The personal injury industry is currently receiving a lot of air time, possibly the most it ever has. Many areas of the industry are coming under fire, most notably whiplash claims and their impact on the rising cost of motor insurance.

Between 2000 and 2005, there were on average 395,735 motor insurance injury claims notified to the Compensation Recovery Unit each year; in 2010 – 2011 there were 790,999. This is despite a 31 per cent decrease in the number of casualties between 2000 and 2010¹.

Whiplash accounts for around 70 per cent of all road traffic accident claims. Given the difficult nature in diagnosing this type of injury, it has become the easy target of blame with critics citing it as the main reason for the rise in premiums.

Jack Straw MP described whiplash as “not so much as injury, more a profitable invention of the human imagination – undiagnosable except by third-rate doctors in the pay of the claims management companies or personal injury lawyers”¹. Such opinions are strengthening calls for an industry shake up with Mr Straw proposing compensation for whiplash only be paid out when “clear objective evidence of real injury” is provided.

Whilst Goldsmith Williams is obviously firmly against any fraudulent claim, it is vital these reforms do not squash genuine claimants.

For many years, claimants of personal injury have been tarred with a particularly negative brush. While there is undeniably a select number of claimants who exploit the personal injury market, and who need to be brought to justice, there are an overwhelming majority of genuine claimants who too deserve access to justice, a viewpoint which is supported by the Association of Personal Injury Lawyers (APIL).

Following the report by the House of Commons Transport Committee, APIL criticised any measures that could hinder genuinely injured people from making valid claims.

It is responsibility of all parties – from brokers to personal injury solicitors – to help clean up the industry whilst continuing to act in the customers best interests.
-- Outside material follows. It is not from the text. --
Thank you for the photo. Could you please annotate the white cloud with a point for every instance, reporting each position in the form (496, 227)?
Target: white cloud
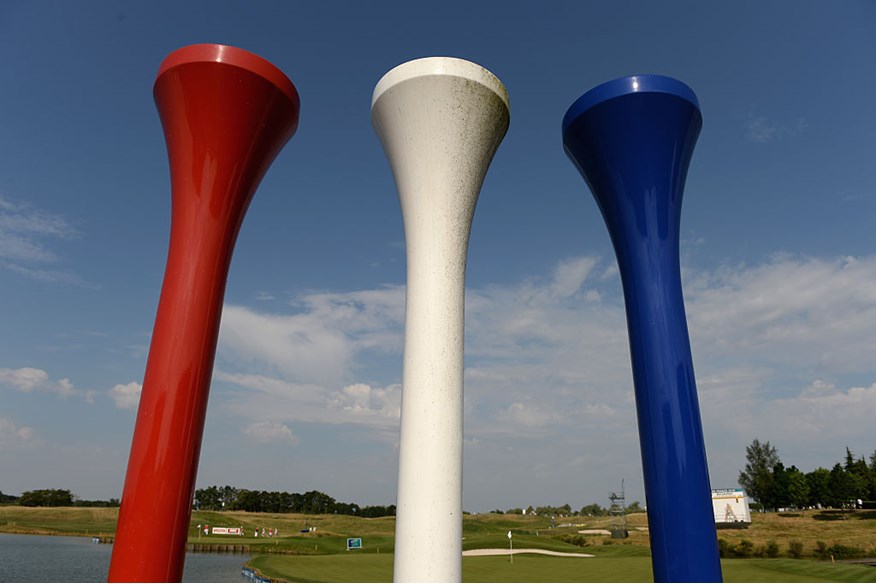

However, there is only so much we can do from our side; the insurance industry also has a vital role to play in the current situation as Simon Cottrell, senior partner at Goldsmith Williams, points out:

“Clearly, there are problems within the industry and I welcome the fact the Government is looking into it, but the Transport Committee’s report raises a key question.

“There is a deafening silence as to how much the insurance industry would be prepared to reduce premiums by if the Government were to uphold some or all of the recommendations put forward.

“The sector is claiming that premiums have risen as a result of whiplash injuries and fraudulent claims, but the reality is that the cost of insurance has rocketed as a consequence of many factors. Premiums have increased due to the need for insurance companies to make profits in a depressed market.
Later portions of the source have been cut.